Standing there on the platform as the train arrived I looked down at the tracks and noticed a cinnamon colored splat of diarrhea on top of a used maxi-pad. It was demonically gross. I watched as the skeletal mongrel pups that lived off the meager scrapings of a South-Indian-train-station-diet tried to focus their muzzles in on the invisible skein of effluvia that was no-doubt coiling upward from that sickening stack of waste.
I boarded the train rattled and lonely, longing for the familiar stupidity of home.
Inside the train was stale and close. My bed for the night was the middle berth, easily the worst one. Another fresh bruise on my abused morale. No sheet, blanket, or pillow, merely a vinyl cushion en-slickened with involuntary night-sweat and be-smirched with the type of compacted grime that collects under one’s fingernails. I slept poorly and awoke to the unnecessary banter of a set of superfluous Australians; my feet ravaged by bed bugs. By 9am nearly everyone on the train had disembarked at Bangalore. I sat alone in my cabin reading a Harper’s magazine Ralph had given me, occasionally staring out the window only to see old men taking shits and dead horses covered in carrion fowl.
At some point a weird, gay, Indian kid slinked into my cabin and started talking to me about some stupid shit; I don’t know, some gay-code thing, clearly trying to get fresh with me.
“I don’t mean to be rude man, but I just wanna read this,” lifting the magazine, “here, by myself.”
He left, which was good, because I despised him.
When I arrived in Mysore I allowed a rickshaw driver to take me to a hotel of his choosing (major rookie mistake, but I was a bit out of sorts) that paid him a commission. I accepted a lousy room, for double what it was worth, that stank of reluctantly agreed upon sodomy.
It was hot when I stepped out for lunch. On my way a small Indian man wearing a belt that wrapped around him one and a half times approached me offering some friendly advice. I tried to ignore him by walking faster and making graceless walking choices: one foot on the curb, the other in the gutter, weirdly passing a group of women by skipping sideways… Finally, the nice man barked: “Why are you running from me? We are not dogs! Indian people are not dogs! You don’t need to treat me like that!”
“Look man, I got shit to do. My job is to take care of that. Your job is to not help me do it!”

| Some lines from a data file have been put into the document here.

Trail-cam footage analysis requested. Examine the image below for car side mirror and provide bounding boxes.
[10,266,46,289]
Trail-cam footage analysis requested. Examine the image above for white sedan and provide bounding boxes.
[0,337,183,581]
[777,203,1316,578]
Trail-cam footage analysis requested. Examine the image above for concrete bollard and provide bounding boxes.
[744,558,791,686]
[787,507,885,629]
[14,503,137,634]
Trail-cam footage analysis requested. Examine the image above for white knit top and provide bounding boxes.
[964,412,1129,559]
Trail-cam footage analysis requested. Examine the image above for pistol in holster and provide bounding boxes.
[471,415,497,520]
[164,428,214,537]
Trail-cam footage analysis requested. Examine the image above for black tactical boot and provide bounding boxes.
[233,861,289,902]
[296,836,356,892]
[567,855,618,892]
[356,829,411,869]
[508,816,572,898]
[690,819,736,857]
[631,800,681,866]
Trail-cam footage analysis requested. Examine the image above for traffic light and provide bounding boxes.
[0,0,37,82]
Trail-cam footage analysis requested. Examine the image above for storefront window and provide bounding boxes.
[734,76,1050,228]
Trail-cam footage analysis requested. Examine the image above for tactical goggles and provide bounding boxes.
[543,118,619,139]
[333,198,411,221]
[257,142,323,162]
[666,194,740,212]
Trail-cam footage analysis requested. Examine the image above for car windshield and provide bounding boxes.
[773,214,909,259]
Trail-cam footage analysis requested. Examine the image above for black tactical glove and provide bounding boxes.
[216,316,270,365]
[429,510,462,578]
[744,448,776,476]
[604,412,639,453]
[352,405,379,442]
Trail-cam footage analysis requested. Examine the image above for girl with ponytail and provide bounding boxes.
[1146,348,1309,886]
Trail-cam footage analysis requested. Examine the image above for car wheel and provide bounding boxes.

And I left him in my dust (I feel ashamed about how I treated this guy. I didn’t get the sense he was trying to scam me, and even if he was, it’s hard to begrudge a man for trying to make a few ducats).
I sat down at some shitty Cafe mentioned in the Lonely Planet called the Parkland (or whatever) and ordered–get this–the “Chicken Macaroni” off the “Continental” section of the menu. It actually wasn’t that bad, but the heat of the first spoonful triggered a gnarly toothache in a problematic molar. No fucking way am I getting dental work done here. I ordered a large Extra-Strong Kingfisher beer and when it was finished I had splitting headache.
I went back to my hotel room to take a nap but the racket from the overhead fan in concert with the bedlam from the street below didn’t allow it. So I ended up just staring at the ceiling and scratching my feet until they bled.